A recent report says that jobs, young people and foreign-language speakers are moving to large urban areas but this trend is not taken into account at the national level

17.11.2022 5.15Updated: 17.11.2022 12.01

The proportional significance of the six largest cities and their metropolitan areas increases as their population, number of jobs, supply of labour and positive net migration increase, a report on the need for labour ordered by the six largest cities reveals. This trend differs from the rest of the country, so the role of the six largest cities in safeguarding the well-being of all of Finland becomes stronger. At present, however, this role is not being adequately supported at the national level.

Today, the six largest cities in Finland published a report on the need for labour, ordered from the consultancy firm MDI.

Segregation in the supply and availability of labour is deepening

The key finding of the report is intense consolidation of jobs and labour in the six largest cities and metropolitan areas. Whereas the number of jobs in critical industries in the six largest metropolitan areas increased by 50,000 in the 2010s, in the rest of the country jobs in these sectors decreased by 14,000. The report specified as critical sectors those with the greatest shortage of jobs, i.e. industry, construction, the social and healthcare sector, education and training, ICT, and the accommodation and restaurant sector.
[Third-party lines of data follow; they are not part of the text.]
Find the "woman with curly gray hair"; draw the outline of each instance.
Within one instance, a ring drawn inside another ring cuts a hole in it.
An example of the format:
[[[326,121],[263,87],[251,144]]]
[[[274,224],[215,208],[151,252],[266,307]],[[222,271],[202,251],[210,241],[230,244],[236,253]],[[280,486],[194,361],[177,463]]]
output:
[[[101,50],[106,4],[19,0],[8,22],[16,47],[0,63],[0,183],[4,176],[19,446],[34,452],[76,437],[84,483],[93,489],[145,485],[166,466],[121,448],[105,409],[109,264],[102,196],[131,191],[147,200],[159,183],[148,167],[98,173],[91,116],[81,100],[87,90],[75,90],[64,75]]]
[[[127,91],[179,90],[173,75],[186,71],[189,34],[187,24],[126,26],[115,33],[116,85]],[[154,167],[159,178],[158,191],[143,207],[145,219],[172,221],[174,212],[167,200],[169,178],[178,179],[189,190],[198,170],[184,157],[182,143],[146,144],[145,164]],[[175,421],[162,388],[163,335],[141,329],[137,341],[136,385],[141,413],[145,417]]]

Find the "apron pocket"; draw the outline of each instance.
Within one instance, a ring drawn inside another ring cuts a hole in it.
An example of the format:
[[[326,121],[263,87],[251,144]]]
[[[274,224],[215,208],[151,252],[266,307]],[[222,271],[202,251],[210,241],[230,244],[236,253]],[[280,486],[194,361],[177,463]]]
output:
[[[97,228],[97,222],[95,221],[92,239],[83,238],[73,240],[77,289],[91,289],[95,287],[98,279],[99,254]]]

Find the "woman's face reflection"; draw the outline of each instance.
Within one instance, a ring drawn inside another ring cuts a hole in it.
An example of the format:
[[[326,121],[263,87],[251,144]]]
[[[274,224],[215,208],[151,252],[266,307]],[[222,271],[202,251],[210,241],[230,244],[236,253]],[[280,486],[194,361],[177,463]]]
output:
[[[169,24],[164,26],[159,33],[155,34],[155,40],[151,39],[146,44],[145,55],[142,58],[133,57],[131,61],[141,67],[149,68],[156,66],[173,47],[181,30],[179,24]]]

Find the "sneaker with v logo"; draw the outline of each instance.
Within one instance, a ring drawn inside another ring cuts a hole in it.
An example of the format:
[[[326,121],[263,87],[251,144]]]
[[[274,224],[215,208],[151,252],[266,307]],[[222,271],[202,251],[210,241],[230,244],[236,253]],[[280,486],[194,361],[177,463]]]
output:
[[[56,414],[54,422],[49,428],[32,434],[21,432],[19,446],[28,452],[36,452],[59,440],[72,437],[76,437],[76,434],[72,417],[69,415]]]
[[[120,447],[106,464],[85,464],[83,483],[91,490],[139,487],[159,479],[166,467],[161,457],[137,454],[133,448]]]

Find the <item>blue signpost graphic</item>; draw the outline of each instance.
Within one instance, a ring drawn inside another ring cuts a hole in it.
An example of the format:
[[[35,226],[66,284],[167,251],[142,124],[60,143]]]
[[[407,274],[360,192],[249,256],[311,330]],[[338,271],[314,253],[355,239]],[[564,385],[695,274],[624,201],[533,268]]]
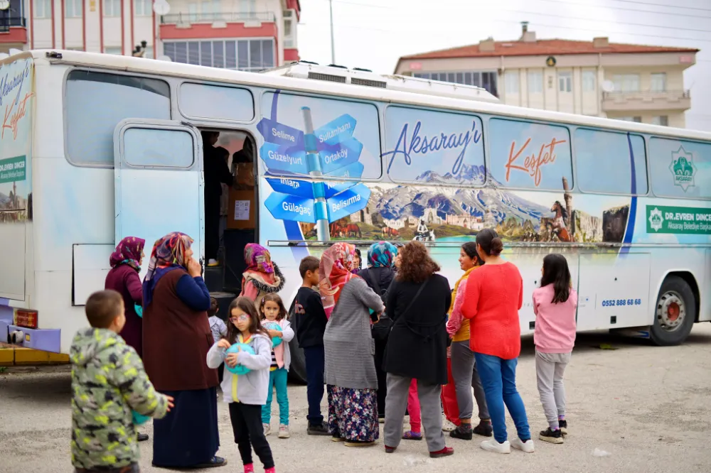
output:
[[[358,184],[330,199],[326,199],[328,222],[336,222],[358,210],[362,210],[368,205],[368,200],[370,198],[370,190],[363,184]]]

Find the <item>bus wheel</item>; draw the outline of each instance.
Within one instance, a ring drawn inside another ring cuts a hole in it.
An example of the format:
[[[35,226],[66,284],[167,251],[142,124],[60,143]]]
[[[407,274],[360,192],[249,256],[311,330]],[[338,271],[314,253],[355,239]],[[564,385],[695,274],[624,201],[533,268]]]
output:
[[[678,345],[688,337],[696,320],[694,293],[679,276],[669,276],[659,289],[650,337],[656,344]]]

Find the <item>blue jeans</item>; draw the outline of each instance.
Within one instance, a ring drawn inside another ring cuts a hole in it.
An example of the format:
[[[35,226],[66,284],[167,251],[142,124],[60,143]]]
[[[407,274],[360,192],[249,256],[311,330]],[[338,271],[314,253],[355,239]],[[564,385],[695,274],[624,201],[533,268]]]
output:
[[[262,423],[268,424],[272,420],[272,393],[277,386],[277,403],[279,404],[279,423],[289,425],[289,397],[287,395],[287,378],[289,371],[277,368],[269,372],[269,394],[267,403],[262,406]]]
[[[324,398],[324,370],[326,368],[326,352],[324,345],[304,349],[306,361],[306,399],[309,401],[309,425],[321,425],[324,416],[321,413],[321,401]]]
[[[491,416],[493,437],[499,443],[506,442],[506,414],[503,405],[516,425],[518,437],[525,442],[531,437],[528,418],[523,401],[516,390],[516,365],[518,359],[502,359],[498,357],[475,353],[476,368],[486,397],[486,406]]]

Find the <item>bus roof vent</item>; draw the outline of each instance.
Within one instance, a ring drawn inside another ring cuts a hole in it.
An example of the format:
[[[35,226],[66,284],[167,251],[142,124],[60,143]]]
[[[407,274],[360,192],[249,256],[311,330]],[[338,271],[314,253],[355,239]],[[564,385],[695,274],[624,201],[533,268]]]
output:
[[[270,69],[262,73],[269,75],[325,80],[351,85],[390,89],[455,99],[490,102],[498,102],[498,99],[485,89],[471,85],[452,84],[403,75],[381,75],[360,68],[347,69],[343,66],[323,66],[306,61],[299,61],[281,67]]]
[[[316,80],[328,80],[331,82],[346,83],[346,77],[342,75],[333,75],[333,74],[322,74],[321,72],[309,72],[308,77],[309,79],[315,79]]]

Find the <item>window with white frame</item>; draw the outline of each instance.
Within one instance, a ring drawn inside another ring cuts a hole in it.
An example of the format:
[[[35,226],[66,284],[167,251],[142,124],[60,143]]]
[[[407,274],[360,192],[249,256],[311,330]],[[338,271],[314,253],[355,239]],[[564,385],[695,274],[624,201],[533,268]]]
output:
[[[81,18],[84,14],[84,0],[66,0],[64,2],[65,18]]]
[[[616,74],[612,82],[615,92],[639,92],[639,74]]]
[[[35,18],[52,18],[52,0],[33,0]]]
[[[518,71],[508,70],[503,75],[504,85],[506,87],[507,95],[518,95],[520,87],[518,86]]]
[[[273,39],[166,41],[163,50],[172,61],[185,64],[253,71],[275,65]]]
[[[584,92],[595,92],[595,71],[584,70],[582,72],[582,91]]]
[[[153,15],[152,0],[133,0],[133,2],[136,16],[151,16]]]
[[[668,126],[669,117],[667,115],[660,115],[658,116],[653,116],[652,124],[659,125],[660,126]]]
[[[528,93],[543,93],[543,72],[540,70],[528,71]]]
[[[656,72],[651,77],[652,92],[666,92],[666,72]]]
[[[121,0],[103,0],[104,16],[121,16]]]
[[[284,11],[284,47],[296,47],[296,16],[294,10]]]
[[[573,91],[573,75],[571,72],[558,72],[558,90],[562,92]]]

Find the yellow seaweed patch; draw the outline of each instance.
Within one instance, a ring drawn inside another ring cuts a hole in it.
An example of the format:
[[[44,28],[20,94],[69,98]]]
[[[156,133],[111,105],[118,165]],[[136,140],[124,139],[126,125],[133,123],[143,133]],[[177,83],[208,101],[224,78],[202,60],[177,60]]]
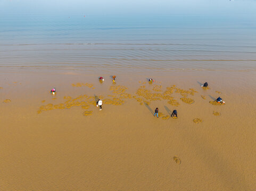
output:
[[[3,103],[9,103],[9,102],[10,102],[11,101],[10,99],[6,99],[5,100],[4,100],[4,101],[3,101]]]
[[[84,116],[88,116],[93,115],[93,111],[85,111],[83,114]]]
[[[201,119],[195,118],[195,119],[194,119],[193,120],[193,121],[194,123],[198,124],[198,123],[199,123],[202,122],[203,120],[202,120]]]
[[[180,88],[175,88],[175,87],[171,87],[171,88],[173,88],[175,91],[175,93],[179,93],[180,94],[190,94],[192,96],[194,96],[195,93],[197,93],[197,92],[195,91],[193,88],[189,89],[189,90],[185,90]]]
[[[150,102],[147,101],[144,101],[145,103],[146,103],[147,105],[149,106],[150,105]]]
[[[218,112],[218,111],[213,111],[213,114],[214,116],[219,116],[220,115],[220,112]]]
[[[195,102],[193,99],[188,98],[186,98],[186,97],[181,98],[180,98],[180,99],[184,102],[185,102],[185,103],[188,103],[188,104],[192,104],[192,103],[193,103]]]
[[[150,100],[150,101],[161,100],[160,98],[163,97],[161,93],[152,93],[150,90],[146,90],[144,88],[141,88],[137,90],[136,94],[145,99]]]
[[[120,85],[118,86],[111,85],[110,89],[114,93],[121,94],[125,93],[126,90],[127,90],[127,88]]]
[[[138,102],[142,102],[142,98],[136,98],[136,100],[137,100],[137,101],[138,101]]]
[[[129,93],[122,93],[120,95],[120,98],[132,98],[131,95]]]
[[[122,100],[119,98],[113,98],[112,100],[110,99],[106,99],[102,100],[102,102],[104,104],[113,105],[114,106],[120,106],[125,102],[125,101]]]
[[[210,101],[209,102],[210,103],[212,104],[214,106],[221,106],[222,105],[225,105],[224,103],[219,102],[218,103],[217,101]]]
[[[153,91],[156,92],[162,91],[162,85],[154,85],[154,88],[153,88]]]
[[[81,107],[82,107],[82,109],[88,109],[90,107],[89,105],[85,105],[85,106],[82,106]]]
[[[178,156],[174,156],[174,160],[175,161],[176,163],[178,164],[180,164],[181,163],[181,160]]]
[[[207,86],[207,87],[202,87],[202,88],[203,89],[203,90],[210,90],[210,88],[209,86]]]
[[[72,98],[70,96],[64,96],[63,98],[64,99],[71,99]]]
[[[81,86],[86,86],[89,88],[93,88],[95,89],[95,88],[93,88],[93,84],[89,84],[88,83],[77,83],[76,84],[72,84],[72,86],[73,87],[81,87]]]
[[[174,99],[170,100],[170,101],[167,102],[167,103],[174,106],[179,106],[179,102],[177,101],[176,100],[175,100]]]

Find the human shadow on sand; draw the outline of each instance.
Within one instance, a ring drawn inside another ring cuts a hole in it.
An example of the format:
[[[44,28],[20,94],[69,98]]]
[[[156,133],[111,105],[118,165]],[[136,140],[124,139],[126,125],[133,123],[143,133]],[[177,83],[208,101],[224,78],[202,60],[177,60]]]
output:
[[[164,108],[166,108],[166,111],[168,113],[169,115],[171,115],[171,111],[169,108],[167,107],[167,106],[164,106]]]
[[[144,105],[145,105],[145,106],[146,106],[146,107],[150,110],[151,114],[152,114],[152,115],[154,115],[154,111],[153,111],[152,109],[150,108],[150,107],[147,104],[146,104],[145,102],[144,102]]]

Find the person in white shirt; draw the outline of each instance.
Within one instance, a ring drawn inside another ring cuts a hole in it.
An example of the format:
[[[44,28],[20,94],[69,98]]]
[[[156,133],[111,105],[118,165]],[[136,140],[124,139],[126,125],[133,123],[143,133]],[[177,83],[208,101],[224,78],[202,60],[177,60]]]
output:
[[[100,110],[102,109],[102,101],[100,99],[97,101],[97,107],[100,106]]]

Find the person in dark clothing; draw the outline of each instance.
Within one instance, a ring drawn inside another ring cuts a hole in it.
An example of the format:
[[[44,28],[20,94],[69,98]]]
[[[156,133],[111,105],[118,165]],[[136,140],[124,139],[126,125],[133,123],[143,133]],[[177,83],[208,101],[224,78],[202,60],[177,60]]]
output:
[[[155,114],[154,114],[154,116],[155,116],[155,115],[156,115],[156,117],[158,117],[158,108],[156,108],[155,109]]]
[[[205,82],[203,84],[203,85],[202,85],[202,87],[206,88],[208,86],[208,83],[207,82]]]
[[[178,112],[177,112],[177,110],[174,110],[174,111],[172,111],[172,114],[171,114],[171,117],[172,117],[172,115],[176,116],[176,117],[178,117]]]
[[[100,107],[100,110],[101,110],[102,109],[102,101],[100,99],[96,103],[96,106],[98,107],[98,106]]]

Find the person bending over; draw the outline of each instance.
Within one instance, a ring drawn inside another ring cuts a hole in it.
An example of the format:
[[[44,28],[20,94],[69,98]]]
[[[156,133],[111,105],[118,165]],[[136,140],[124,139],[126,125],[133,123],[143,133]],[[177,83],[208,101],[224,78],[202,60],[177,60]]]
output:
[[[97,107],[98,107],[98,106],[100,107],[100,110],[101,110],[102,109],[102,101],[100,99],[98,101],[97,101]]]
[[[156,117],[158,118],[158,108],[156,108],[155,109],[155,114],[154,114],[154,116],[155,116],[156,115]]]
[[[172,111],[172,114],[171,114],[171,117],[172,117],[172,116],[176,116],[176,117],[178,117],[178,112],[177,112],[177,110],[174,110],[174,111]]]

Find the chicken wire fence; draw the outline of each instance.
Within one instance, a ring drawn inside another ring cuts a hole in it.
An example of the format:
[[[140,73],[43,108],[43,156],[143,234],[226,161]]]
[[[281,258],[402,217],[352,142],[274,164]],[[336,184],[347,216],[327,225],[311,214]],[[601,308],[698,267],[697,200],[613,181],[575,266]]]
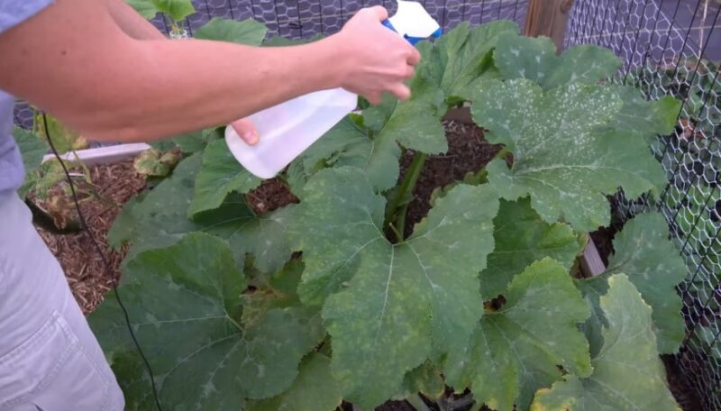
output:
[[[507,19],[521,26],[527,0],[421,1],[444,30],[461,22]],[[570,2],[569,2],[570,3]],[[656,207],[665,215],[689,275],[679,287],[688,333],[678,354],[683,373],[706,410],[721,410],[721,21],[719,0],[576,0],[564,41],[594,43],[624,60],[614,81],[634,85],[650,98],[683,101],[672,135],[653,151],[669,184],[658,198],[614,199],[619,221]],[[269,36],[291,39],[338,32],[361,7],[393,0],[194,0],[196,13],[183,22],[193,32],[214,17],[256,19]],[[153,23],[169,32],[160,16]],[[15,122],[29,127],[32,110],[19,105]]]
[[[721,410],[721,20],[716,0],[586,0],[565,45],[594,43],[625,61],[614,78],[648,97],[682,101],[676,131],[652,143],[669,184],[657,198],[614,208],[623,221],[663,212],[689,274],[679,287],[687,336],[678,363],[706,410]]]

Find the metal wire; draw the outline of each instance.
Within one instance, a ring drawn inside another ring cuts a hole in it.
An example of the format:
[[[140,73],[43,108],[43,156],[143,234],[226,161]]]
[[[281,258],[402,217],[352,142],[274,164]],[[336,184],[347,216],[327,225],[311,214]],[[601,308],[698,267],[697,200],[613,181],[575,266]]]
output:
[[[523,25],[528,0],[422,0],[448,31],[461,22],[497,19]],[[310,38],[337,32],[355,11],[385,0],[193,0],[197,13],[188,32],[213,17],[255,18],[269,36]],[[388,2],[391,7],[395,2]],[[669,184],[653,198],[614,197],[622,220],[649,208],[662,211],[689,269],[680,286],[688,338],[678,359],[703,409],[721,411],[721,27],[714,0],[576,0],[564,45],[594,43],[624,61],[615,81],[634,85],[649,98],[682,100],[671,135],[659,136],[652,151]],[[391,10],[392,12],[392,10]],[[699,23],[700,22],[700,23]],[[707,23],[710,22],[710,26]],[[152,23],[168,32],[165,19]],[[706,32],[707,30],[707,32]],[[698,39],[697,41],[696,35]],[[15,123],[30,128],[32,109],[19,105]]]
[[[594,15],[603,22],[593,23]],[[639,201],[617,196],[614,204],[615,215],[623,218],[656,208],[671,226],[689,269],[679,287],[688,338],[678,360],[706,411],[721,410],[721,78],[714,64],[721,60],[718,15],[719,5],[706,0],[577,0],[565,40],[566,46],[611,48],[625,61],[615,81],[636,85],[650,98],[671,95],[683,102],[676,131],[652,147],[670,181],[662,196]]]

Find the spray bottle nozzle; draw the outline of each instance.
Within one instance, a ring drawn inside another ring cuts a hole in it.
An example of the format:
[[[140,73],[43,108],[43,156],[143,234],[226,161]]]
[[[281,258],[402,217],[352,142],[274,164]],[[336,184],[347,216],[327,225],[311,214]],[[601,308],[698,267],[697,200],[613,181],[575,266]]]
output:
[[[398,9],[383,25],[397,32],[411,44],[441,37],[443,30],[420,3],[398,0]]]

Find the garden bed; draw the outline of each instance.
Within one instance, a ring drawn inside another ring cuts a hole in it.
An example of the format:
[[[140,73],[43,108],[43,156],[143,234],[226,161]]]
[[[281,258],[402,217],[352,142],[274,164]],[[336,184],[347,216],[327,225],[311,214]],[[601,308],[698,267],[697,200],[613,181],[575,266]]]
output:
[[[462,121],[447,121],[444,125],[449,151],[443,155],[429,156],[414,190],[413,202],[408,208],[409,228],[427,214],[434,190],[461,180],[468,173],[482,169],[500,150],[499,146],[488,143],[483,139],[483,131],[475,125]],[[409,151],[401,159],[401,179],[412,158],[413,152]],[[119,214],[122,205],[145,188],[146,178],[136,173],[132,160],[92,166],[90,176],[98,198],[87,199],[81,206],[90,230],[101,246],[107,247],[105,235]],[[297,202],[297,198],[278,179],[266,181],[247,196],[250,204],[258,214]],[[604,262],[607,261],[607,257],[611,251],[609,246],[611,238],[608,234],[609,233],[604,232],[592,234],[592,238],[601,243],[599,248]],[[107,273],[102,260],[95,252],[92,242],[83,233],[58,235],[41,230],[41,235],[60,261],[83,311],[91,312],[102,302],[105,294],[117,281],[124,250],[107,252],[112,266],[112,272]],[[664,358],[664,362],[670,373],[671,391],[677,401],[686,410],[698,409],[697,398],[690,396],[692,391],[681,378],[681,374],[677,372],[671,359]],[[342,406],[342,409],[352,411],[352,407],[347,404]],[[389,401],[377,408],[378,411],[413,409],[415,408],[405,401]]]

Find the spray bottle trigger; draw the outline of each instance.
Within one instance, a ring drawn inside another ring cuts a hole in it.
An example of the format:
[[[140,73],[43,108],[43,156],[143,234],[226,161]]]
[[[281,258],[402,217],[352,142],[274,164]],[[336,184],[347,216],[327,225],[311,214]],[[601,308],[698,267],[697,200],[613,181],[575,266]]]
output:
[[[382,24],[384,26],[388,27],[388,29],[390,29],[390,30],[392,30],[392,31],[394,31],[396,32],[398,32],[398,31],[396,30],[395,27],[393,27],[393,23],[390,23],[390,20],[384,20],[381,23],[382,23]],[[434,39],[437,39],[437,38],[441,37],[441,35],[443,35],[443,29],[439,28],[438,30],[434,32],[433,34],[431,34],[431,37],[433,37]],[[409,43],[411,43],[413,45],[415,45],[415,43],[417,43],[418,41],[422,41],[425,40],[423,37],[411,37],[411,36],[409,36],[407,34],[404,34],[403,38],[406,39]]]

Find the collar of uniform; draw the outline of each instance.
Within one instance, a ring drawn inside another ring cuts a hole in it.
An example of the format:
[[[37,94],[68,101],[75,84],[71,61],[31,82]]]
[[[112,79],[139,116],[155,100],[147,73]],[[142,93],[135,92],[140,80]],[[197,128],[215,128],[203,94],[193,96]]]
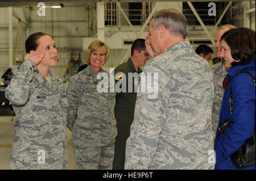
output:
[[[169,48],[166,49],[162,54],[164,54],[164,53],[168,51],[172,51],[172,52],[174,52],[185,48],[192,49],[192,46],[189,42],[180,41],[173,44],[171,47],[169,47]]]
[[[134,71],[138,72],[138,73],[141,72],[141,69],[139,68],[139,66],[138,68],[138,71],[136,70],[136,69],[135,68],[135,66],[134,66],[134,64],[133,64],[133,62],[131,61],[130,57],[128,59],[127,64],[130,66],[130,67],[131,68],[131,69],[133,69]]]
[[[242,69],[247,67],[254,67],[255,68],[255,60],[251,60],[251,61],[246,64],[243,65],[237,65],[234,67],[231,68],[230,69],[227,70],[227,72],[229,75],[231,77],[234,76],[237,73],[240,71]]]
Despite this trend, provinces in the six largest cities had fewer starting positions in these branches than their share of the population and trend in jobs would require. This disparity was especially pronounced in the social and healthcare sector. For the future of all of Finland, it is important that the segregation of the labour market is recognised and that the special features of cities and the growth they generate are enhanced. Finland cannot afford to undermine its positive growth on grounds related to regional policy.

“The trend in jobs has not been manifested in how resources on educational policy have been divided, which indicates inefficient use of education resources in relation to the needs of the labour market. It is clear that the number of students admitted to universities and vocational training in growth centres must be increased permanently in the next government term. Cities must also use all means possible for meeting the needs of working life. The procedure for authorisations to provide vocational training must be pared down, because at present this is not necessarily permitted in sectors with a shortage of labour”, says Juhana Vartiainen, the mayor of Helsinki.

Work-based immigration is key in improving availability of labour

The report draws a picture of an increasingly diversified Finland. The number of foreign-language speaking inhabitants doubled in the whole country in the 2010s, and a forecast suggests it will double further in 2022–2040. The growing foreign-language population will mostly live in the large metropolitan areas. Immigration specifically is crucial in terms of the future need for labour, because growth of the working-age population is based exclusively on foreign-language speakers. Without foreign-language speaking people moving to cities, the whole country’s labour structure threatens to collapse; in the upcoming government term it is necessary to invest in services for foreign-language speakers and to comprehensively consider this group’s special needs in large cities, in particular.

“We must now, at the latest, realise that we need to attract international experts who will live here permanently and do work that supports their integration. This is why the resources for this work must also be permanent, not at risk of being cut off every year in the worst case scenario. We must also improve Finnish society’s attractiveness and ability to accept new arrivals. For this reason, taking the matriculation examination in English must be possible because it enables students to complete their whole education path in English”, says Anna-Kaisa Ikonen, the mayor of Tampere.

The importance of work-based immigration is also underscored by the pressure of retirement. Critical sectors in the six largest cities employ approximately 84,000 people who will retire by 2030. The most intense retirement pressure is in education and training and in social and healthcare services.

“Now we need all means possible to accelerate and facilitate immigrants’ access to working life. At present, it takes too long to recognise education obtained abroad and to register the right of professionals, such as social and healthcare personnel, to practise their profession. Work permits must also be processed more quickly in the future”, says Ritva Viljanen, the mayor of Vantaa.

Background information about the report

The six largest cities ordered a report from the consulting firm MDI on the need for labour in the six largest cities and metropolitan areas now and in the near future. The report published today looks at the need for labour and focuses on sectors with a shortage of labour that are critical for the cities, i.e. industry, construction, the social and health care sector, education and training, ICT, and the accommodation and restaurant sector. The report also reviews the general labour trend and takes account of forecasts for the number of foreign-language experts.